The images of Luke Plapp’s extensive road rash after his crash in the final 10 kilometres of stage 3 of the Tour Down Under made it clear the Jayco AlUla rider was going to have a painful recovery.
So much exposed red raw skin plus a team medical report that detailed a swollen ankle and elbow, meant it was no surprise when he didn’t line up to start the next day.
However, the green and gold jersey of the Australian national champion was back on the start line again on Thursday, testing his injuries and legs at the Surf Coast Classic ahead of Sunday’s Cadel Evans Great Ocean Road Race after a painful week of recovery.
“There’s been a lot of time in bed and just trying to get ready, dressing the wounds, screaming in the shower but it’s getting better each day and that’s why I’m really confident for Sunday … That’s what I have had my eye on since I crashed,” Plapp told Cyclingnews before the 155.5km race.
That’s why even though he was still sore and bandaged up, gingerly putting on his glove over an injured hand and wrist as he talked, Plapp was on the Lorne start line, though he wasn’t completely sure what the day would bring.
“I really love this race, I love these roads and I really want to be out here – especially for Sunday. Today is sort of here to test that out for Cadel’s and see if I can get through,” he said before lining up.
“I’m not sure what I am capable of or if I can ride but we will give it a crack.”
Plapp came into the summer season of racing on a high, first sweeping up the time trial title at the Australian Road National Championships and then adding his third road race win in a row.
After that there seemed little reason not to head into the Tour Down Under with high hopes.
The team was largely focussed on the sprints through the opening stages, but the weekend was where Plapp was expected to provide an extremely valuable ally for Simon Yates – who came second at the event in 2023.
Jayco AlUla’s hopes of turning that second into a first didn’t run to plan, with Yates coming seventh overall and the team ending their home race without a stage win or podium.
“The hardest thing was watching Saturday and Sunday,” said Plapp when asked about the challenges of having to sit out a race he had worked so hard towards.
“That really hurt to watch. I was quite emotional watching the Willunga stage, especially Lofty knowing that was something I worked towards and I think the way the race panned out I really wished I was there for Simon and the guys.”
“But I think the best part is that I’ve had my eyes on Sunday. Cadel’s had kept me really motivated and it’s what I’ve been trying to work towards in terms of getting better and trying to do all the recovery I can for Sunday.”
Plapp, who switched to the Australian team from Ineos Grenadiers at the start of this season, was testing his post-crash form ahead of the WorldTour race but there was also another reason.
“Just to help the team in anyway I can,” said Plapp.
“I definitely won’t be participating in the finish at the end, in terms of pushing and shoving and being a part of it, but if I can help the team control the race early or control the break, if that is possible then that would be great as an objective.”

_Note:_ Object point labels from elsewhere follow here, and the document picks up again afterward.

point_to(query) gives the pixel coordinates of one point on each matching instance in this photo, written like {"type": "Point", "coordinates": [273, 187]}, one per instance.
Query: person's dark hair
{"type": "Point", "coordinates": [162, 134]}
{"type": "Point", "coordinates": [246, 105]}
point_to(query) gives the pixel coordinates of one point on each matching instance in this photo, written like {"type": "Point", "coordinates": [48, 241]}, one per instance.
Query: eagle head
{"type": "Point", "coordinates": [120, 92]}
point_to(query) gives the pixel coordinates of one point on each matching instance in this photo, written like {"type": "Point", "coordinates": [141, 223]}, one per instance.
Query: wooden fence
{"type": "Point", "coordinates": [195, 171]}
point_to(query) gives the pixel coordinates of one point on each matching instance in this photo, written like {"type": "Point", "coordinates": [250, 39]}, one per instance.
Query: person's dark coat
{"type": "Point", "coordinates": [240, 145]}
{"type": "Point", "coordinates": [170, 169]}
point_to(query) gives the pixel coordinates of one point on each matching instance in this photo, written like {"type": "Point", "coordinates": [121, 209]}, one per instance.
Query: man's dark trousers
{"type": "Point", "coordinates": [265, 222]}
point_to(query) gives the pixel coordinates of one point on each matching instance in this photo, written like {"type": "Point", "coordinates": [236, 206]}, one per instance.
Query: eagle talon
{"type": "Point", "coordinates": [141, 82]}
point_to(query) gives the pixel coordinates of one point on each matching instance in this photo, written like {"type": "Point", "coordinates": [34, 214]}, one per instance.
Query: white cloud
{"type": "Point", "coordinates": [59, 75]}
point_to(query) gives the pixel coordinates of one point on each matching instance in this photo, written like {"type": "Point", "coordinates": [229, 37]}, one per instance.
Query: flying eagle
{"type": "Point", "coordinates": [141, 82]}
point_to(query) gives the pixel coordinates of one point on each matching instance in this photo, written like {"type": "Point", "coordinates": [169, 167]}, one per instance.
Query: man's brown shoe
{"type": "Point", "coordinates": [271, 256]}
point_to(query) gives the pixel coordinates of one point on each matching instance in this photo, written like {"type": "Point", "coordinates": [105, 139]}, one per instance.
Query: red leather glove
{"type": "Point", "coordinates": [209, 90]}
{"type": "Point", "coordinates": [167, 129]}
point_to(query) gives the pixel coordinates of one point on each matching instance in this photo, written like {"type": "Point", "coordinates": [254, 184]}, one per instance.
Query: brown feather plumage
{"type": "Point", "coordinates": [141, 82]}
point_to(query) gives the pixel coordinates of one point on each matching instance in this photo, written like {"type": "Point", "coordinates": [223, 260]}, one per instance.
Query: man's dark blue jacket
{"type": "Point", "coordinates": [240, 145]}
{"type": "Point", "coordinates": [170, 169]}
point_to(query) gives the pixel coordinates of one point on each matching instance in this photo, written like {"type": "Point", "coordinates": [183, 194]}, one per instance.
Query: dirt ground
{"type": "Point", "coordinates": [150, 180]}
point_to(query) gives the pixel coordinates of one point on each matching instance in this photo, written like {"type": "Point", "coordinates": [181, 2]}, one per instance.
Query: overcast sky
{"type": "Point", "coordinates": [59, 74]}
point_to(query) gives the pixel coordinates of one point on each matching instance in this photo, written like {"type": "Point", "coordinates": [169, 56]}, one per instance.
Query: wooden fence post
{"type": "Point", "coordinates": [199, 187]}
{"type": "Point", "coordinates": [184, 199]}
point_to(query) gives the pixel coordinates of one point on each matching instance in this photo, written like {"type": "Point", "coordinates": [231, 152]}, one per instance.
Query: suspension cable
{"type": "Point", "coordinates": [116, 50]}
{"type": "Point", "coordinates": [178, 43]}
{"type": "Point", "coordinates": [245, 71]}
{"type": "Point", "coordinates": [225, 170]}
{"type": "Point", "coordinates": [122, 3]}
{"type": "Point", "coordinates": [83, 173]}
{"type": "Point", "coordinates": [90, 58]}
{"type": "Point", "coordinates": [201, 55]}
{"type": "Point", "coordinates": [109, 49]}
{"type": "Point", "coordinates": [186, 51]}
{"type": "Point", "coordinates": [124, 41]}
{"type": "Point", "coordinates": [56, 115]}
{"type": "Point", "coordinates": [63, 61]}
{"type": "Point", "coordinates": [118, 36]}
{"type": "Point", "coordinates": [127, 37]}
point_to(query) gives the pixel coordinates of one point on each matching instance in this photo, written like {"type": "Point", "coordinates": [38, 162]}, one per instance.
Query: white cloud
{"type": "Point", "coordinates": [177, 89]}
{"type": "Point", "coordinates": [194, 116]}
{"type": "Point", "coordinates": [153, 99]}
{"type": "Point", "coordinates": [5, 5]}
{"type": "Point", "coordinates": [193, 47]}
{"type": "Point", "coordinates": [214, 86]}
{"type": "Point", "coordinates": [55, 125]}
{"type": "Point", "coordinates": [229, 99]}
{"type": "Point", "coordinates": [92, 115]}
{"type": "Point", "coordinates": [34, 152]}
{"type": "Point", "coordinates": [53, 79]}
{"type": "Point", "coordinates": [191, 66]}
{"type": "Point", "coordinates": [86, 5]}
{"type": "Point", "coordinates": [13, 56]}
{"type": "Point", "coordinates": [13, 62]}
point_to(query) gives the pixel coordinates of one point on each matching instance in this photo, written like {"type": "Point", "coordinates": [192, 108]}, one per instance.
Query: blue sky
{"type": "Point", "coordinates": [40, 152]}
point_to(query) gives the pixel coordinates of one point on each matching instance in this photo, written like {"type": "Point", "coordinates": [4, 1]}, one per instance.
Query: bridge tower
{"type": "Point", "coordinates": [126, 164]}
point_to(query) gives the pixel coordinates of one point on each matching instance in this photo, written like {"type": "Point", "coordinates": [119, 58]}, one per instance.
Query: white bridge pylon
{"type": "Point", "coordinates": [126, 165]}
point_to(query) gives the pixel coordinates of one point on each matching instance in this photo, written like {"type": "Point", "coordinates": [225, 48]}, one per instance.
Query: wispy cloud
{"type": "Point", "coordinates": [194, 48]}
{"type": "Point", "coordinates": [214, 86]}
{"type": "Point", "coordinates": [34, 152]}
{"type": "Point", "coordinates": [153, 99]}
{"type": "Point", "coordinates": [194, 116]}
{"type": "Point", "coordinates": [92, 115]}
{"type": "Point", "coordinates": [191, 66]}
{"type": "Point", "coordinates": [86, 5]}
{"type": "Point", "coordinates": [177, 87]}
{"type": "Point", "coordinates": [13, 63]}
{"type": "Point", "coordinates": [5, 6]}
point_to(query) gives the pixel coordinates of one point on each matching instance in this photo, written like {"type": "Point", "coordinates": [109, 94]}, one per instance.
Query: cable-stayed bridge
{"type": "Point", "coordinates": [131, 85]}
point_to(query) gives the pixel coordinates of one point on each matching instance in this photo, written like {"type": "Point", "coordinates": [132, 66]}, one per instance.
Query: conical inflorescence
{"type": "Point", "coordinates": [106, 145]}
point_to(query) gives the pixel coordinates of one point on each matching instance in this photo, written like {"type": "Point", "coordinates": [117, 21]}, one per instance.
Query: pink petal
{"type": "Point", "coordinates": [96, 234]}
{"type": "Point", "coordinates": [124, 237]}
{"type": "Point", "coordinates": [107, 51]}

Plapp was seen working near the front of the bunch in the earlier stages of the race and got through his first day of racing, finishing 77th place, in a group at a minute down on winner Biniam Girmay. The team’s top finisher was Caleb Ewan, in 12th
Sunday offers another chance and it now looks increasingly likely that the Australian squad will be lining up in its final home WorldTour race of the year with the jersey of the Australian champion amongst its line-up.
Screaming in the shower could be worth it for Plapp in so many different ways.